2024年10月3日

技術・研究開発 / トピックス

「脳の健康状態を見える化する機器」が2年連続で愛媛県松前町のフレイルチェック事業に採用 ~事業応募者増加に貢献~

パナソニック ホールディングス株式会社 プロダクト解析センター(以下、プロダクト解析センター)は、開発した脳の健康状態を見える化する機器(「推定BHQ」計測器)が2023年に引き続き松前町(愛媛県松前町)で取り組まれているフレイルチェック事業に導入され、事業応募者増加に貢献しました。併せて、一般社団法人ブレインインパクト(以下、ブレインインパクト)により、町民の生活習慣等に関するアンケートも行われました。
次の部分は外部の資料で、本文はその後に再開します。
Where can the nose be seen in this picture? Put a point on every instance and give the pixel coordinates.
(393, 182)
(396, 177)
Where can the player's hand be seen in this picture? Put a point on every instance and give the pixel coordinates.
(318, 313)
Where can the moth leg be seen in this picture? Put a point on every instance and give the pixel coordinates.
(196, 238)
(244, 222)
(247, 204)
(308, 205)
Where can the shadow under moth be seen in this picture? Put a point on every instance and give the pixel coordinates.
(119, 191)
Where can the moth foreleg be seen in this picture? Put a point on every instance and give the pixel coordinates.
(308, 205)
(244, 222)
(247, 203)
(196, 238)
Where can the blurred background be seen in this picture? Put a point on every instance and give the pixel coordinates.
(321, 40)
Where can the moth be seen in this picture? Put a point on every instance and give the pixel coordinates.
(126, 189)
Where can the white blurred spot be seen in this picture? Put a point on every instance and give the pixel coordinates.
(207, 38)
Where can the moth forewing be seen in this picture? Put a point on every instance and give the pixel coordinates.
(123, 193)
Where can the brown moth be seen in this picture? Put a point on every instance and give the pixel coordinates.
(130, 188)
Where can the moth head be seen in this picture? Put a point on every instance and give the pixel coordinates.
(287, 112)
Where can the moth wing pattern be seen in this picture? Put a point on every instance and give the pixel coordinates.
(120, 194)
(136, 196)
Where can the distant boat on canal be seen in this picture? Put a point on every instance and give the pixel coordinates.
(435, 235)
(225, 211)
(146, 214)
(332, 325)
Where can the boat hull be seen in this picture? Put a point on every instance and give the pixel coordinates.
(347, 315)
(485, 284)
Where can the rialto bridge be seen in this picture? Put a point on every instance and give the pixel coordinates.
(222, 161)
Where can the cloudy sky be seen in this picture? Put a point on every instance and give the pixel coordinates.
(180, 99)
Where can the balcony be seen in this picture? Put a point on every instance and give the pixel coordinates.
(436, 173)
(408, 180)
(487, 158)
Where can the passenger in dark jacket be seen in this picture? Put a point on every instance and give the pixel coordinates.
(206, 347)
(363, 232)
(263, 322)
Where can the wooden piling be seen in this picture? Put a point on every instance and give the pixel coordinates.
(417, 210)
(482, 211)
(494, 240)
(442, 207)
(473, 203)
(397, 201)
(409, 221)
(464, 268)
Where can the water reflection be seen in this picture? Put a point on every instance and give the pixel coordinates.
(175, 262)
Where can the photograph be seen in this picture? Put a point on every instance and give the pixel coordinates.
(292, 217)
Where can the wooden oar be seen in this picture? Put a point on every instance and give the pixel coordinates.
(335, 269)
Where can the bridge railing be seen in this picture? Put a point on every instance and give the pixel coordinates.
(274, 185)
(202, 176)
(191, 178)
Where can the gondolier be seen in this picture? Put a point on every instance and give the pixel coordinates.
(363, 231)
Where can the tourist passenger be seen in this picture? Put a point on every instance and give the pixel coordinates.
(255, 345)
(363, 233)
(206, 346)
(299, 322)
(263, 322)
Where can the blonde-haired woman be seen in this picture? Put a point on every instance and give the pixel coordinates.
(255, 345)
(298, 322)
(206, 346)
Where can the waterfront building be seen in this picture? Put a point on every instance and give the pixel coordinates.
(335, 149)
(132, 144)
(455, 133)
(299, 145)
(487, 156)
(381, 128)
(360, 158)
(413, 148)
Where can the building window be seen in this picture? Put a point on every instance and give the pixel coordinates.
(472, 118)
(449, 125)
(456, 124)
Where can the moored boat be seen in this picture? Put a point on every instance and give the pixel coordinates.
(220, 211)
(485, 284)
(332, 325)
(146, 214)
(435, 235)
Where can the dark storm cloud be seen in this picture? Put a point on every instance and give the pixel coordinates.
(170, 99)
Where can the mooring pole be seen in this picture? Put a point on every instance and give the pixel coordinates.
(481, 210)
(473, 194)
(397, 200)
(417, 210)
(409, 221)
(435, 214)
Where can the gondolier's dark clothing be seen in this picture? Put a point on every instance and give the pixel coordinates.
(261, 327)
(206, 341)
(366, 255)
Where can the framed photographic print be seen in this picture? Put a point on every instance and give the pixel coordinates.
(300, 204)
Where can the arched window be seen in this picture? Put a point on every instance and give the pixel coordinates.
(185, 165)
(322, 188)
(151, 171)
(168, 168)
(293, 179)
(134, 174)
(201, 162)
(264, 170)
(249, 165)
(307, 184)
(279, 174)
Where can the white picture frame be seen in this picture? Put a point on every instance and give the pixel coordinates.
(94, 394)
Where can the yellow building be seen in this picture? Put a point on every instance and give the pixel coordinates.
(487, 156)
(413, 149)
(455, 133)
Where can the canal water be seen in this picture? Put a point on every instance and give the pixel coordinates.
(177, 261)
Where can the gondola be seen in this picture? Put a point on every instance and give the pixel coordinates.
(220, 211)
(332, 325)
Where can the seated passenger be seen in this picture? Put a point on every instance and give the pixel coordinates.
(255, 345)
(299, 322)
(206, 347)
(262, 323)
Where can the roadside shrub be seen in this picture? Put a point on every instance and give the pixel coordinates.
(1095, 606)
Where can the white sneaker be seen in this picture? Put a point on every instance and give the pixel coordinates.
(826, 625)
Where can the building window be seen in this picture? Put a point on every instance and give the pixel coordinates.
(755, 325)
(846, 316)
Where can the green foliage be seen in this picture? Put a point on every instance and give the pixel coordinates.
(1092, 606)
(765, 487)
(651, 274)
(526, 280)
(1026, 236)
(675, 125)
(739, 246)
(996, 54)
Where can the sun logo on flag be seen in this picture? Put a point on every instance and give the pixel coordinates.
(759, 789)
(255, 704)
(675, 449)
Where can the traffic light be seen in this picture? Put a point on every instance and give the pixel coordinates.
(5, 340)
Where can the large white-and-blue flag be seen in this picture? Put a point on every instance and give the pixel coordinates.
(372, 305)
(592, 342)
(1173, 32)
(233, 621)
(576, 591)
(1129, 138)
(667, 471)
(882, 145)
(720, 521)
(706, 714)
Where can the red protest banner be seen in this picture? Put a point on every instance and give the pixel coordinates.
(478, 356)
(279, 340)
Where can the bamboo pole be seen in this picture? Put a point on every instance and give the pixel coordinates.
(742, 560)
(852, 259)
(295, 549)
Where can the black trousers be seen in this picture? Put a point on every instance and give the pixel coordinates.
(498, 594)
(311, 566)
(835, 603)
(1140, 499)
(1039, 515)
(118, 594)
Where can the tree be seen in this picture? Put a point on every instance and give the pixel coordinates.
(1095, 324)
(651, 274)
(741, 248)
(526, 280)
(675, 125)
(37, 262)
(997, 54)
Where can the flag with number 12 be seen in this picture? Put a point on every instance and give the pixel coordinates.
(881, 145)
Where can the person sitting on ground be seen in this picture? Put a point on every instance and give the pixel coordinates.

松前町のフレイルチェック事業は在住高齢者を対象に心身の生活機能をチェックする取組みで、ブレインインパクトが監修しプロダクト解析センターが開発した「推定BHQ」計測器による脳の健康状態の計測と、ブレインインパクトが作成した脳に良い18の行動指針「BHQ Actions」に基づいた町民の脳の健康行動の実施状況(生活習慣も関連)が調査されました。本取り組みは2年連続で実施しており、2023年度に引き続き、事業応募者の増加に貢献し、「脳の健康測定」が行動変容のきっかけになったことが分かりました。さらに、今回の調査結果の分析からは、フレイルリスクとBHQ Actionsの実践状況が関連しており、脳の健康づくりは、フレイル予防とあわせて実施していくと有効であることが示唆されました。

図1 フレイルチェック事業参加募集チラシ

■2年連続で事業応募者増加、参加動機は「脳の健康測定がしてみたかった」が最多
2024年度のフレイルチェック事業応募者は276人で、2023年度からさらに1.4倍増加しました(2023年度は、前年度比2.7倍増加)。当日の参加者へのアンケート調査で参加動機を聞いたところ、2023年度と同様に、「脳の健康測定がしてみたかった」の回答が最多であり、引き続き事業応募者の増加に一定の貢献ができたことが示唆されました。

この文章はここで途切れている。